Allow env vars to skip vendor specific keychain

Vendor keychains can be slow or fail. This allows platform operators to skip them entirely.
buildpacks · Mar 8, 2024 · 1c42b78 · 1c42b78
1 parent 3a05fde
commit 1c42b78
Showing 1 changed file with 17 additions and 4 deletions.
diff --git a/auth/keychain.go b/auth/keychain.go
@@ -7,6 +7,7 @@ import (
 	"io"
 	"os"
 	"regexp"
+	"strings"
 
 	ecr "github.com/awslabs/amazon-ecr-credential-helper/ecr-login"

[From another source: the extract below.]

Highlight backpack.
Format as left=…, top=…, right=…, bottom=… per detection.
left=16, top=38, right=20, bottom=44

 	"github.com/chrismellard/docker-credential-acr-env/pkg/credhelper"
@@ -17,6 +18,7 @@ import (
 )
 
 const EnvRegistryAuth = "CNB_REGISTRY_AUTH"
+const EnvRegistryAuthKeychainSkip = "CNB_REGISTRY_AUTH_KEYCHAIN_SKIP_%s"
 
 var (
 	amazonKeychain = authn.NewKeychainFromHelper(ecr.NewECRHelper(ecr.WithLogger(io.Discard)))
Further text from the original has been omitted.